A bolha no calcanhar, de tão antiga, já assoprava velinhas - que mal cabiam no bolo -, enquanto que o mindinho, aquele pedacinho de carne sofrido e vermelho, era sempre esfolado.
Apertava, como apertava!
E quem sabe um dia aquilo virasse costume, hábito, talvez até motivo de gracejo; quem sabe, razão para orgulho.
E teria sido mesmo melhor se assim o fosse? Jurava-se que sim.
Porém, um dia, aquele gato grande, gordo e pesado, arranhando as paredes do estômago, finalmente alcançou o fio da tomada. Acidente ou destino, a coisa saiu da tomada, a coisa desligou.
Foi então que os esparadrapos no calcanhar soaram ridículos, a Hipoglós besuntando o mindinho pareceu nada senão patética.

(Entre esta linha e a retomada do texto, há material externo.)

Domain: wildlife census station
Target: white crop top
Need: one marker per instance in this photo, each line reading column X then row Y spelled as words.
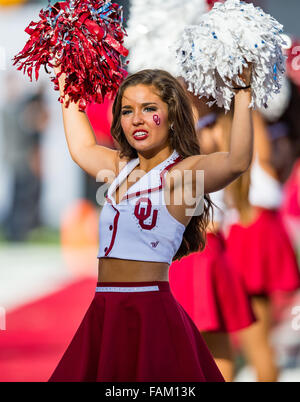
column 140, row 227
column 265, row 191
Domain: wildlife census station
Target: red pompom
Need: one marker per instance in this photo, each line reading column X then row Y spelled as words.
column 86, row 37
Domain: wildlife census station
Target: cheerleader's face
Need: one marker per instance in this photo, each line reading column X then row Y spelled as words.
column 144, row 118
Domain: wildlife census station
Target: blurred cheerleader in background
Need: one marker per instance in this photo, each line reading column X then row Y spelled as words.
column 257, row 243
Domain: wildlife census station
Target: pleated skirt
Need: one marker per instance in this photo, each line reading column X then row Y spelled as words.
column 136, row 332
column 209, row 289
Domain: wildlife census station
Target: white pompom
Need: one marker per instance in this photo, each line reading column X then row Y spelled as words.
column 153, row 26
column 212, row 54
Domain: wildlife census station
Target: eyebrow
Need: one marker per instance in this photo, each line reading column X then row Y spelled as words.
column 143, row 104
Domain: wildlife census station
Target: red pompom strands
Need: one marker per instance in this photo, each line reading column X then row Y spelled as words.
column 86, row 38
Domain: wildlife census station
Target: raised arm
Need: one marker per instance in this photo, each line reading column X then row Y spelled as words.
column 84, row 150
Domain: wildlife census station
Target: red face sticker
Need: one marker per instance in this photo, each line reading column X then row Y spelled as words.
column 156, row 119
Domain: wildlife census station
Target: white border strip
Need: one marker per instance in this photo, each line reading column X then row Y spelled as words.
column 127, row 289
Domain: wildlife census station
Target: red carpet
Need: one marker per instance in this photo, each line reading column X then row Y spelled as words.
column 38, row 333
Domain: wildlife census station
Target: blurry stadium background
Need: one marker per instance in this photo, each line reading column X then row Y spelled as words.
column 49, row 215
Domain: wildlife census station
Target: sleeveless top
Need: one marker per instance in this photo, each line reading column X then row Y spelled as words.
column 140, row 227
column 265, row 191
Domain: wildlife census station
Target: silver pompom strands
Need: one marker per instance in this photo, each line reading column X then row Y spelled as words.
column 212, row 54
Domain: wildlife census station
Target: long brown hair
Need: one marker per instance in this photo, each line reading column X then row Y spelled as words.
column 183, row 139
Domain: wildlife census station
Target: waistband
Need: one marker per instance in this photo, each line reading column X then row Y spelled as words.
column 133, row 287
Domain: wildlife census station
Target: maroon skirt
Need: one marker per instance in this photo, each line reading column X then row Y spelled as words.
column 210, row 291
column 136, row 332
column 263, row 255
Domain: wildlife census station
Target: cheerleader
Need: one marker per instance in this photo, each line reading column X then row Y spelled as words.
column 134, row 330
column 204, row 283
column 260, row 250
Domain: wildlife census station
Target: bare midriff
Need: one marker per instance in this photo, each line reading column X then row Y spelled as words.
column 117, row 270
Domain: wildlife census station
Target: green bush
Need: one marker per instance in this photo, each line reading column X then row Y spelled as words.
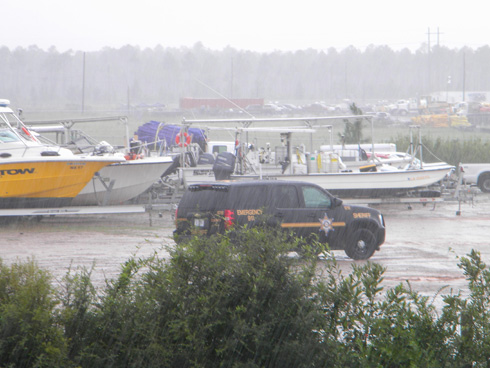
column 29, row 334
column 218, row 302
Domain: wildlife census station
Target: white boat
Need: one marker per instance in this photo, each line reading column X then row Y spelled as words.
column 116, row 183
column 375, row 179
column 37, row 175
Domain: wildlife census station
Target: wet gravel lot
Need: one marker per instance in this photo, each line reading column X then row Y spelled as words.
column 422, row 244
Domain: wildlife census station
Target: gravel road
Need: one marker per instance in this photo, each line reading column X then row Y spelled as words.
column 422, row 244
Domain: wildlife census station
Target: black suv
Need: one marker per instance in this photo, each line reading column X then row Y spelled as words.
column 304, row 208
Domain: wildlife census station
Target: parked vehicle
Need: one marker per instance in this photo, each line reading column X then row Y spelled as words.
column 477, row 174
column 303, row 208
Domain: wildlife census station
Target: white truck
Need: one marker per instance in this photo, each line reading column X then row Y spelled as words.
column 477, row 174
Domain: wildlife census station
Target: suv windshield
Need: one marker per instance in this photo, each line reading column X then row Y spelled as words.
column 314, row 198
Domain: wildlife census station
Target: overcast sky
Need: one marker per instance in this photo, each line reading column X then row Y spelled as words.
column 257, row 25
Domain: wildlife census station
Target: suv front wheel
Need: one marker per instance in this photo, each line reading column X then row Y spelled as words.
column 361, row 244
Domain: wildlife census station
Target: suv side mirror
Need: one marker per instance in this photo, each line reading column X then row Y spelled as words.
column 336, row 202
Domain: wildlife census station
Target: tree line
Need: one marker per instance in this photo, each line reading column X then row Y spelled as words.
column 130, row 75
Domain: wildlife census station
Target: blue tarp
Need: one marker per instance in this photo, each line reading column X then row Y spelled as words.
column 158, row 131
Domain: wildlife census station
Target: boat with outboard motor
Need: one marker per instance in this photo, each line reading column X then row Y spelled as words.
column 117, row 183
column 376, row 178
column 33, row 174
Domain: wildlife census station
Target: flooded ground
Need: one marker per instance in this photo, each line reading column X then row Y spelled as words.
column 422, row 244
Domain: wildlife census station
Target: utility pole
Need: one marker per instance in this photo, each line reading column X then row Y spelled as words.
column 429, row 77
column 83, row 84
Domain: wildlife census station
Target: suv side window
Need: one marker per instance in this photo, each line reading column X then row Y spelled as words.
column 250, row 197
column 285, row 196
column 315, row 198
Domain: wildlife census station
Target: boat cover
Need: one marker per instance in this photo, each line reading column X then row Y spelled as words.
column 164, row 134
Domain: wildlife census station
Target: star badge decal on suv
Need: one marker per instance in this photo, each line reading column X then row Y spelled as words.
column 326, row 224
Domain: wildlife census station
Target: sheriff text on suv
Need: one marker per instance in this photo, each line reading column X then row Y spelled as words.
column 304, row 208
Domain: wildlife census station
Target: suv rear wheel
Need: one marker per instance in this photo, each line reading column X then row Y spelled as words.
column 361, row 244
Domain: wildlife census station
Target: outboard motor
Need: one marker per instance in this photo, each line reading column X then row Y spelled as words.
column 224, row 165
column 172, row 169
column 206, row 159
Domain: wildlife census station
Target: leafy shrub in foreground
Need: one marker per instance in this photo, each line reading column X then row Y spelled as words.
column 241, row 303
column 29, row 334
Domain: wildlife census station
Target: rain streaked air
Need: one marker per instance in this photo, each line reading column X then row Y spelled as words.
column 269, row 186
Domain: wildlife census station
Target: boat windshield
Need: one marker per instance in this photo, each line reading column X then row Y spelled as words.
column 12, row 129
column 7, row 136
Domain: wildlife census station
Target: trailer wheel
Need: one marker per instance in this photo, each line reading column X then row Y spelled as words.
column 484, row 183
column 361, row 244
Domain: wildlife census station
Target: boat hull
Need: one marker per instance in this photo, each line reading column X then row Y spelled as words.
column 121, row 182
column 42, row 182
column 355, row 184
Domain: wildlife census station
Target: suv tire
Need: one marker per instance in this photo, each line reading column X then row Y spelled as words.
column 361, row 244
column 484, row 183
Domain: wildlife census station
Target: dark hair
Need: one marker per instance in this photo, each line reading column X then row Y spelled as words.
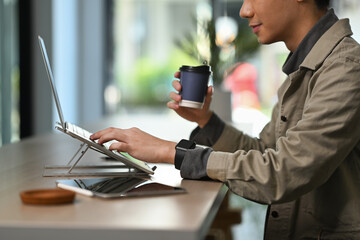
column 322, row 4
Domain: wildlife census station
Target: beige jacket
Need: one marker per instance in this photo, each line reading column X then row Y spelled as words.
column 306, row 163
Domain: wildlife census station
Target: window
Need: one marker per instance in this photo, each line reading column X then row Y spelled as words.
column 9, row 72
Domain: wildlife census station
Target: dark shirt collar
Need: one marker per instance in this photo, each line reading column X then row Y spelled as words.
column 294, row 60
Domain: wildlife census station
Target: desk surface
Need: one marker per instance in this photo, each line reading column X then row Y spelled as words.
column 185, row 216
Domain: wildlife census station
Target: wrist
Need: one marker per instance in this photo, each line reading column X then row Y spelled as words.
column 181, row 149
column 170, row 153
column 205, row 120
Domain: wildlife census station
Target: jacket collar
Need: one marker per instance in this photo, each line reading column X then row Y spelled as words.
column 326, row 44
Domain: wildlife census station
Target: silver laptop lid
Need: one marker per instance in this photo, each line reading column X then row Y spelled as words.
column 51, row 80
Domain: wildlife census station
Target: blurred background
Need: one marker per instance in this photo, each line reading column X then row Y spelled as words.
column 118, row 57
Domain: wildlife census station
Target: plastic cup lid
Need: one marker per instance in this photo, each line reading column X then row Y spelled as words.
column 197, row 69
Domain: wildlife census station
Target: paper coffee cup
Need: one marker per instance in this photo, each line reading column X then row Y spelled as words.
column 194, row 82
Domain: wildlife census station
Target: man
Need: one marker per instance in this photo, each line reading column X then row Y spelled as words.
column 306, row 163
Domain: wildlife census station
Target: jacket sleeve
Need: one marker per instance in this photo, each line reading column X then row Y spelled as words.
column 308, row 153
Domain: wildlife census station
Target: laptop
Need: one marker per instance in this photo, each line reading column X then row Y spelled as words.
column 84, row 135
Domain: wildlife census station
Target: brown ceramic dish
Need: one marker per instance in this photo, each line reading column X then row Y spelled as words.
column 47, row 196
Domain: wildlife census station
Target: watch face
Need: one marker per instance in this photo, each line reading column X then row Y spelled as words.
column 186, row 144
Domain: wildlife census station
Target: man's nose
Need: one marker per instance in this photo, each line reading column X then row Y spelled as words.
column 246, row 9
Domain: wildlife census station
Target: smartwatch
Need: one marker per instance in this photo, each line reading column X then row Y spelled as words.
column 181, row 149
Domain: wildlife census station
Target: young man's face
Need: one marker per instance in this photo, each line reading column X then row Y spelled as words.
column 272, row 20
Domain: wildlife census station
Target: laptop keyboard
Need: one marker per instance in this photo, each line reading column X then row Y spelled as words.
column 83, row 133
column 86, row 135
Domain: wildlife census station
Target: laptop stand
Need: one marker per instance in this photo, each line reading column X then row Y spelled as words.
column 74, row 169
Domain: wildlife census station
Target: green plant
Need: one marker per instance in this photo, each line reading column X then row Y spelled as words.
column 244, row 45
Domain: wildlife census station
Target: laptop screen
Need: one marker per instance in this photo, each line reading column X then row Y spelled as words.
column 51, row 80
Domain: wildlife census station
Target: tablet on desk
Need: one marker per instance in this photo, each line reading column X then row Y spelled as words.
column 119, row 187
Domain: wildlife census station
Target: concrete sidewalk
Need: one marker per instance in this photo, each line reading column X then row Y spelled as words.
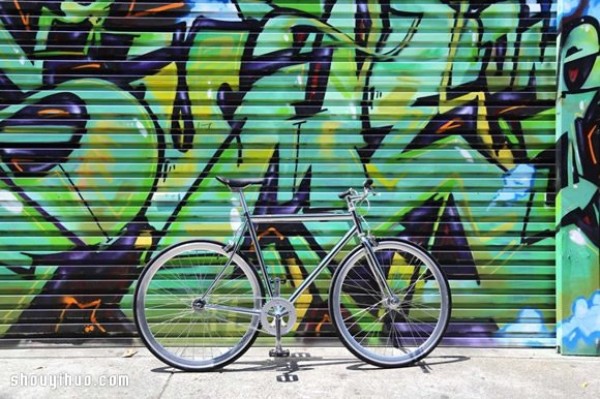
column 312, row 372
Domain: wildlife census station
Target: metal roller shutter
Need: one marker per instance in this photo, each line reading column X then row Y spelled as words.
column 115, row 116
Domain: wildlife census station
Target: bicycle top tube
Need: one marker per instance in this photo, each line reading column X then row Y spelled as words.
column 351, row 196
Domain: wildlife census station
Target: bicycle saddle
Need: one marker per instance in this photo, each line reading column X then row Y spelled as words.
column 239, row 183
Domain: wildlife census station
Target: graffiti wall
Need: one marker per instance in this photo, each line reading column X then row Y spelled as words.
column 116, row 115
column 578, row 137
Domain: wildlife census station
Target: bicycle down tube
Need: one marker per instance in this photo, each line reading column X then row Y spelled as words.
column 249, row 224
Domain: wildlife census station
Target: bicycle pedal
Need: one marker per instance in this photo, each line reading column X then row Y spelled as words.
column 279, row 353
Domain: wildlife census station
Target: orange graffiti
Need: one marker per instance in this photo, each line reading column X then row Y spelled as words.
column 158, row 9
column 69, row 301
column 590, row 133
column 24, row 18
column 453, row 124
column 53, row 112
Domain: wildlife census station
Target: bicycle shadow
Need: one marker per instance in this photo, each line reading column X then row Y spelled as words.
column 304, row 361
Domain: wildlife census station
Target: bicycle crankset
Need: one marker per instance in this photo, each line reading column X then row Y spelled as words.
column 275, row 308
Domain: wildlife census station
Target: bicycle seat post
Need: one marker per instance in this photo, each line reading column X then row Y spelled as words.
column 278, row 351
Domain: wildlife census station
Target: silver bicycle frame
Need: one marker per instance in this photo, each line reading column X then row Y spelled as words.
column 355, row 230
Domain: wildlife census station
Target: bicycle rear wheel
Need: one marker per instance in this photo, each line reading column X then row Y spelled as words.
column 192, row 312
column 390, row 332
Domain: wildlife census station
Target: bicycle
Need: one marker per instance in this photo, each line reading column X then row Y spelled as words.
column 199, row 305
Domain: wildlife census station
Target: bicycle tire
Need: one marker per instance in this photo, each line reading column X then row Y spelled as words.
column 165, row 296
column 386, row 333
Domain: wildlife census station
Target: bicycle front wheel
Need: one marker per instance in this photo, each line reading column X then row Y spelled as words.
column 193, row 310
column 390, row 331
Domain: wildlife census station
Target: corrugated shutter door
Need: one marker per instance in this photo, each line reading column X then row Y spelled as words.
column 115, row 117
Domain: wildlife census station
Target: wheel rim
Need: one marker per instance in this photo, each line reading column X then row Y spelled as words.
column 397, row 330
column 176, row 319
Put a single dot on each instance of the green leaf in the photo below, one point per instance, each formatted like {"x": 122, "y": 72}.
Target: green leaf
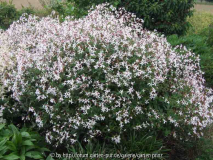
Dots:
{"x": 27, "y": 143}
{"x": 44, "y": 149}
{"x": 11, "y": 156}
{"x": 13, "y": 128}
{"x": 11, "y": 146}
{"x": 2, "y": 126}
{"x": 25, "y": 134}
{"x": 2, "y": 142}
{"x": 34, "y": 154}
{"x": 29, "y": 148}
{"x": 22, "y": 157}
{"x": 49, "y": 158}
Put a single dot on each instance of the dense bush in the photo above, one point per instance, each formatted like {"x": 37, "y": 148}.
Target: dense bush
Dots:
{"x": 199, "y": 23}
{"x": 199, "y": 44}
{"x": 8, "y": 14}
{"x": 101, "y": 77}
{"x": 168, "y": 17}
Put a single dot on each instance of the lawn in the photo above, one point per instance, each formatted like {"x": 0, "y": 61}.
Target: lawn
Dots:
{"x": 204, "y": 8}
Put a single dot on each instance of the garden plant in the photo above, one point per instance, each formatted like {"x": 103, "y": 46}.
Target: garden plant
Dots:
{"x": 103, "y": 79}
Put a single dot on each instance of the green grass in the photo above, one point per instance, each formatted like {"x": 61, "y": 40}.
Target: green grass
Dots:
{"x": 204, "y": 2}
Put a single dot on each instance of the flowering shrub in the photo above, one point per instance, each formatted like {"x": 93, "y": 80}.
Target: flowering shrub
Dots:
{"x": 101, "y": 76}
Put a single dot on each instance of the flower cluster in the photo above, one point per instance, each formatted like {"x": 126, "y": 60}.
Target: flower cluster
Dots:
{"x": 100, "y": 76}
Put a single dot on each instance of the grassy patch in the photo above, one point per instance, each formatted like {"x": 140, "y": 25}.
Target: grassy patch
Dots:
{"x": 200, "y": 21}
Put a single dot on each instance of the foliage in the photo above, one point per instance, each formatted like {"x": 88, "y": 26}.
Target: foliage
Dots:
{"x": 199, "y": 21}
{"x": 8, "y": 14}
{"x": 100, "y": 77}
{"x": 168, "y": 17}
{"x": 210, "y": 35}
{"x": 199, "y": 45}
{"x": 134, "y": 143}
{"x": 15, "y": 144}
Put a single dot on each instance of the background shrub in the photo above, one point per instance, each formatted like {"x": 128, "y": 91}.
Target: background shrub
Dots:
{"x": 99, "y": 78}
{"x": 8, "y": 14}
{"x": 200, "y": 22}
{"x": 168, "y": 17}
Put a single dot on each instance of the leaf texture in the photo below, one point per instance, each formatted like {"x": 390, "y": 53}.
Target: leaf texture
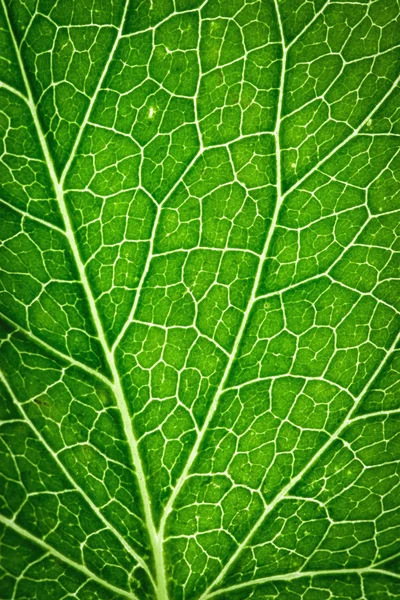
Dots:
{"x": 200, "y": 299}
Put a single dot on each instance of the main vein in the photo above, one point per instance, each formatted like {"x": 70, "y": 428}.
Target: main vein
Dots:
{"x": 58, "y": 185}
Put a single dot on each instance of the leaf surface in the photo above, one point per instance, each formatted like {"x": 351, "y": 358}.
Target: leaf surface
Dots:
{"x": 200, "y": 299}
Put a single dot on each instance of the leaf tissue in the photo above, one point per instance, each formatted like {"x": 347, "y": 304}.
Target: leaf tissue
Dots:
{"x": 200, "y": 299}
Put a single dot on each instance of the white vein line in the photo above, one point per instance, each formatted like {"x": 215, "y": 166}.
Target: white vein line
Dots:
{"x": 71, "y": 361}
{"x": 12, "y": 90}
{"x": 151, "y": 253}
{"x": 92, "y": 505}
{"x": 28, "y": 216}
{"x": 246, "y": 316}
{"x": 307, "y": 27}
{"x": 354, "y": 134}
{"x": 283, "y": 493}
{"x": 303, "y": 574}
{"x": 82, "y": 568}
{"x": 117, "y": 387}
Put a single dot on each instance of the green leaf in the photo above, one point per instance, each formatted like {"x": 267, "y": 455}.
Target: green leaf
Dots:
{"x": 199, "y": 343}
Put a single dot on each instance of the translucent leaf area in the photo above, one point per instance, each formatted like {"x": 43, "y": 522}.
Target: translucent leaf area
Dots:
{"x": 199, "y": 342}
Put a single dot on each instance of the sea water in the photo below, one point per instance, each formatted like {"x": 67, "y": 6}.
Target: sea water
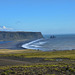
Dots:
{"x": 60, "y": 42}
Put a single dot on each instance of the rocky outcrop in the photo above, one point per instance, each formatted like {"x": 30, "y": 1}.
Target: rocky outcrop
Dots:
{"x": 4, "y": 35}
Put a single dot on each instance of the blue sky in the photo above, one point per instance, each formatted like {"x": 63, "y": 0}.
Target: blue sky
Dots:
{"x": 46, "y": 16}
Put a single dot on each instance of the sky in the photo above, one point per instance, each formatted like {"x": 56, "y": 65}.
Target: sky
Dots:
{"x": 46, "y": 16}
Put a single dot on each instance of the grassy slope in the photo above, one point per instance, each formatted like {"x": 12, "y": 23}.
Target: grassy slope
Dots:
{"x": 52, "y": 67}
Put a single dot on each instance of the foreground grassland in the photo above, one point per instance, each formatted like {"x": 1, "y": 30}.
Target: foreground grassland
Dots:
{"x": 32, "y": 62}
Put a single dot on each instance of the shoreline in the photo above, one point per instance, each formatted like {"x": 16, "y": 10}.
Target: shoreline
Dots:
{"x": 14, "y": 45}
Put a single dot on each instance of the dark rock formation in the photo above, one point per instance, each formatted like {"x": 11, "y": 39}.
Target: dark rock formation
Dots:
{"x": 5, "y": 36}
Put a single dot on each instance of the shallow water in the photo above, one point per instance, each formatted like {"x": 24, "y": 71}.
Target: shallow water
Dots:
{"x": 61, "y": 42}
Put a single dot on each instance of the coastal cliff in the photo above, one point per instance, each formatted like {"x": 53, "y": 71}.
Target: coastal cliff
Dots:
{"x": 6, "y": 35}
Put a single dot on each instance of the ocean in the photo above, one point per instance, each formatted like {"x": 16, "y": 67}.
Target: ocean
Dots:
{"x": 60, "y": 42}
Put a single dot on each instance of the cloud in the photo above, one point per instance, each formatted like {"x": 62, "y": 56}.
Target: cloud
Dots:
{"x": 5, "y": 28}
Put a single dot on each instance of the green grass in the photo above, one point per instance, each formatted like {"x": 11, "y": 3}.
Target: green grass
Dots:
{"x": 39, "y": 69}
{"x": 48, "y": 66}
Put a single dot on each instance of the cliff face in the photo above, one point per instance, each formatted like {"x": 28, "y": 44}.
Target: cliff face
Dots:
{"x": 19, "y": 35}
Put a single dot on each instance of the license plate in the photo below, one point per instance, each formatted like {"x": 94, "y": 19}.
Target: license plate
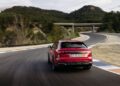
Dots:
{"x": 76, "y": 55}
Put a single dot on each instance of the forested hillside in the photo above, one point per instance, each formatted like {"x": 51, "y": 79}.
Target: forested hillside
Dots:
{"x": 30, "y": 25}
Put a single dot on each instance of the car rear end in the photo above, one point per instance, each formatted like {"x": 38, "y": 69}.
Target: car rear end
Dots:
{"x": 73, "y": 53}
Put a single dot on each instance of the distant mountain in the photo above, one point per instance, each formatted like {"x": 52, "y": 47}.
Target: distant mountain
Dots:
{"x": 88, "y": 13}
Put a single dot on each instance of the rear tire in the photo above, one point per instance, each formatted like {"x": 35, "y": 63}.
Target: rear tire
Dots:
{"x": 54, "y": 68}
{"x": 49, "y": 59}
{"x": 87, "y": 67}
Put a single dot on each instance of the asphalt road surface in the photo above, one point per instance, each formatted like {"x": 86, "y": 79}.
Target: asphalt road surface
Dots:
{"x": 30, "y": 68}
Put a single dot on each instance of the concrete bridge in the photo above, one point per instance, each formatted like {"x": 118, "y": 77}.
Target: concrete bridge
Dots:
{"x": 73, "y": 25}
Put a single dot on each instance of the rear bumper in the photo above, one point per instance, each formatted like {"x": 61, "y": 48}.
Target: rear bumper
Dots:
{"x": 74, "y": 64}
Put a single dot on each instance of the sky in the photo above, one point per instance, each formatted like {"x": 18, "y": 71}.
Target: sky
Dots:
{"x": 62, "y": 5}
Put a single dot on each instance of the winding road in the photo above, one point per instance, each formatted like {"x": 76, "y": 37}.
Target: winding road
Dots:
{"x": 30, "y": 68}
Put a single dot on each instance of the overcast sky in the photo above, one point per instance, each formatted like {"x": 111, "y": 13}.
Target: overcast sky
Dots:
{"x": 62, "y": 5}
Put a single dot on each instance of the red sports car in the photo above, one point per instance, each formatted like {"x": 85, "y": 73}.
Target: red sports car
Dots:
{"x": 69, "y": 53}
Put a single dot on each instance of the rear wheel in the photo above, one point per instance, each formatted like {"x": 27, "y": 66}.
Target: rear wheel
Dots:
{"x": 49, "y": 59}
{"x": 54, "y": 68}
{"x": 87, "y": 67}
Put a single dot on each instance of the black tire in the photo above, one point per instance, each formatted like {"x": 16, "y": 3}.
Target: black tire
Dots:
{"x": 49, "y": 59}
{"x": 54, "y": 68}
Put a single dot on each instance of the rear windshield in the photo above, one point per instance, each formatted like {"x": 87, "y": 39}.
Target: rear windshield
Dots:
{"x": 73, "y": 45}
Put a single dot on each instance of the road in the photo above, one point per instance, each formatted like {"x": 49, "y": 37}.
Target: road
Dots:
{"x": 30, "y": 68}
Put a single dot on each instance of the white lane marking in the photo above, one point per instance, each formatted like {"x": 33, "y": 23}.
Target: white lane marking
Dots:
{"x": 107, "y": 70}
{"x": 108, "y": 67}
{"x": 96, "y": 60}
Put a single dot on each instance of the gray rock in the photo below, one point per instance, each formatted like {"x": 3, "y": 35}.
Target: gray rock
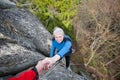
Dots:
{"x": 26, "y": 29}
{"x": 6, "y": 4}
{"x": 21, "y": 36}
{"x": 15, "y": 58}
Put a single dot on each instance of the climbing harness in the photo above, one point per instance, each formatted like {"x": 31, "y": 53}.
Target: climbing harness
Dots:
{"x": 46, "y": 73}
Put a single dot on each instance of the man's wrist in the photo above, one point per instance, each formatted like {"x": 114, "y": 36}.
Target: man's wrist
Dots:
{"x": 36, "y": 72}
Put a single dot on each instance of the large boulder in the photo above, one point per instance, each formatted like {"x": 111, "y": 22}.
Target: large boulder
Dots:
{"x": 23, "y": 41}
{"x": 21, "y": 26}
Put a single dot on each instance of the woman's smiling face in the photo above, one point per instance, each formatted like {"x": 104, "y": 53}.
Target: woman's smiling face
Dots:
{"x": 59, "y": 38}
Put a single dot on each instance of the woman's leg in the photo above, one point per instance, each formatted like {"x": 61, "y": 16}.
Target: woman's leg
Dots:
{"x": 67, "y": 58}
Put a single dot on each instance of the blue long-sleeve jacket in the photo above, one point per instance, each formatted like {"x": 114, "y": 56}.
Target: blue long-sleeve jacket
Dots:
{"x": 62, "y": 48}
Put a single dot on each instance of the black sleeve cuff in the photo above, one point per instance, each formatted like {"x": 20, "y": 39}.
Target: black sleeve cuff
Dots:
{"x": 36, "y": 72}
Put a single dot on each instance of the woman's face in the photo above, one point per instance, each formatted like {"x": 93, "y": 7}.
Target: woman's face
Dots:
{"x": 59, "y": 38}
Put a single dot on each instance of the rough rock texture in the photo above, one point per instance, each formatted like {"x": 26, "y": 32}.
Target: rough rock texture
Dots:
{"x": 21, "y": 36}
{"x": 21, "y": 26}
{"x": 15, "y": 58}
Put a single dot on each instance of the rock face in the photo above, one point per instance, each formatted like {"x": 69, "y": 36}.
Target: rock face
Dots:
{"x": 21, "y": 26}
{"x": 23, "y": 41}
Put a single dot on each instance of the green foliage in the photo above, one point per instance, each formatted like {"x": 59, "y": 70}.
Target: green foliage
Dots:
{"x": 56, "y": 13}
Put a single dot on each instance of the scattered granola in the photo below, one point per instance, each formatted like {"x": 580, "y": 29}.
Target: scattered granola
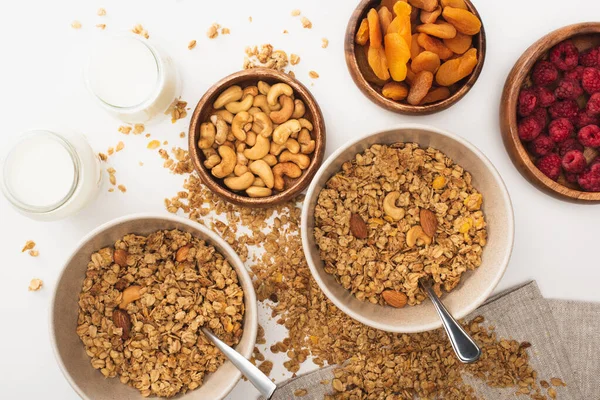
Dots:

E, claro, quando os pés se livraram do calçado, as Vozes vieram rápidas como sempre.
'Idiota!'
'Iludido!'
'Tá maluco?'
'O que os outros vão pensar se te virem assim, hein!?'
'Nessa idade...'
Algumas Vozes nada disseram, apenas riram com suas bocas retorcidas e velhacas.
Mas os pés, ah, os pés... Eles já estavam surdos em sua liberdade: a umidade fresca da terra, das folhas e dos galhos estalava uma melodia antiga, e tudo o mais tornou-se um tranquilo silêncio andarilho.